Tutorial 3: Supervised Model for Identifying Metastasis‐Related Niches Using Primary Colorectal Cancer and Liver Metastasis Slices - cmzuo11/stClinic GitHub Wiki

After completing Tutorial 2, we further present our re-analysis aimed at identifying metastasis-related niches.
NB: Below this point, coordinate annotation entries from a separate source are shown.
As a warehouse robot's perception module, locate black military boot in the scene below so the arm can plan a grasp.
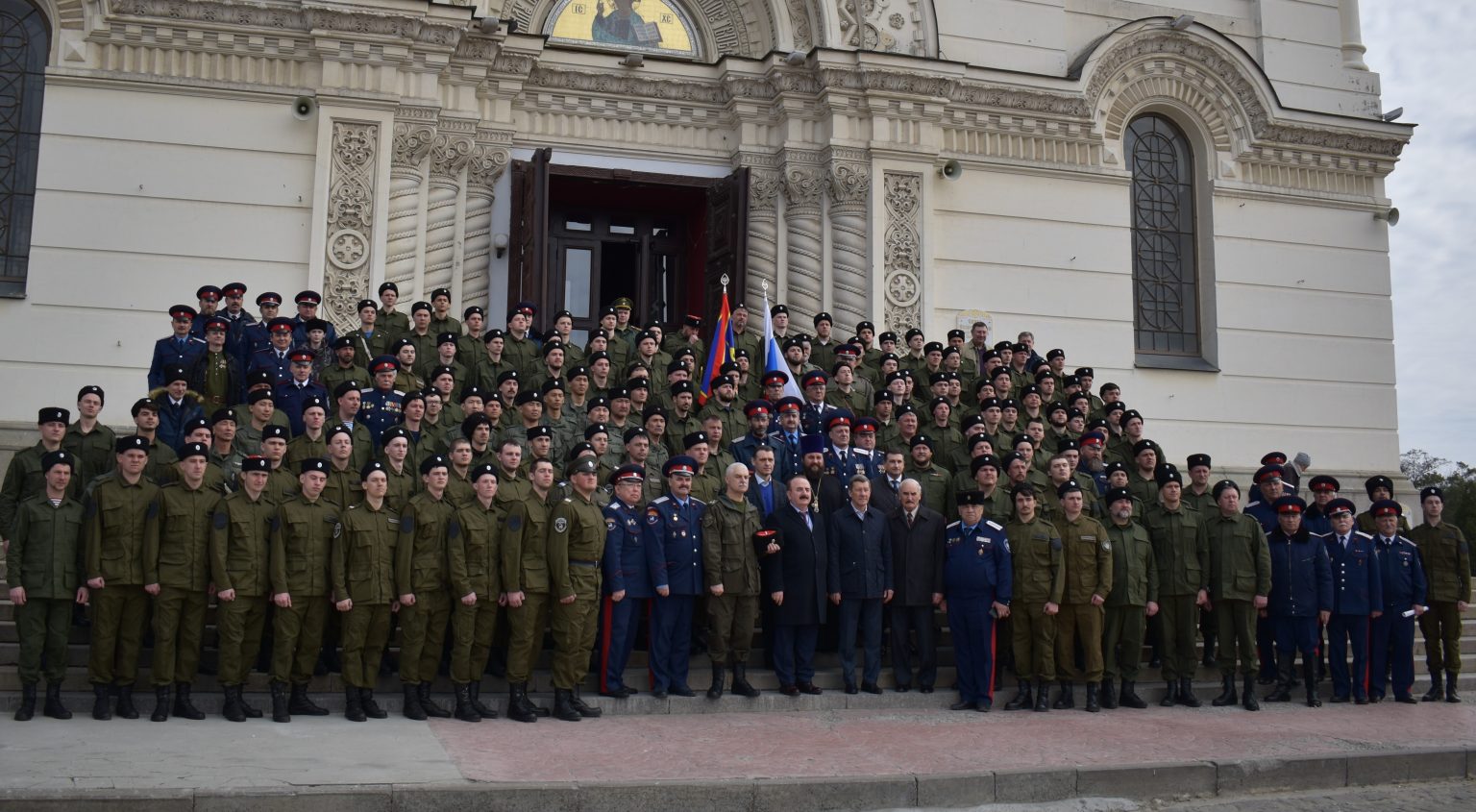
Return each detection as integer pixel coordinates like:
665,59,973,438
286,685,328,716
507,682,539,722
14,682,36,722
41,682,72,719
1005,679,1035,710
344,685,369,722
236,685,261,719
149,685,170,722
220,685,247,722
1302,663,1322,707
466,679,498,719
358,688,390,719
272,682,292,722
174,682,206,722
1209,672,1240,707
554,688,583,722
1262,652,1292,702
112,685,138,719
93,685,112,722
568,688,605,719
707,663,727,700
452,682,481,722
415,682,452,719
1179,677,1204,707
1420,672,1445,702
1240,674,1261,710
733,663,759,700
If you are interested in using the trained models presented in our paper, please visit the following link: https://github.com/cmzuo11/stClinic/blob/main/Datasets/CRCLM/integrated_adata_CRCLM24_niche_model.h5ad.

Preparation

import os
import scanpy as sc
import random
import torch
import numpy as np
import pandas as pd
import warnings
import re
from pathlib import Path

import stClinic as stClinic

warnings.filterwarnings("ignore")

Set parameters

used_device = torch.device('cuda:0' if torch.cuda.is_available() else 'cpu')
parser      = stClinic.parameter_setting()
args        = parser.parse_args()

args.out_dir  = args.input_dir + 'stClinic/'
Path(args.out_dir).mkdir(parents=True, exist_ok=True)

Set seed

seed = 666
np.random.seed(seed)
random.seed(seed)
torch.manual_seed(seed)
torch.cuda.manual_seed(seed)

Load data

adata = sc.read_h5ad(args.input_dir + 'integrated_adata_CRCLM24.h5ad')
adata.obs['louvain'] = adata.obs['louvain'].astype('int')
adata.obs['louvain'] = adata.obs['louvain'].astype('category')

Data preparation

def extract_number(s):
    return int(re.findall(r'\d+', s)[0])
sorted_batch = sorted(np.unique(adata.obs['batch_name']), key=extract_number)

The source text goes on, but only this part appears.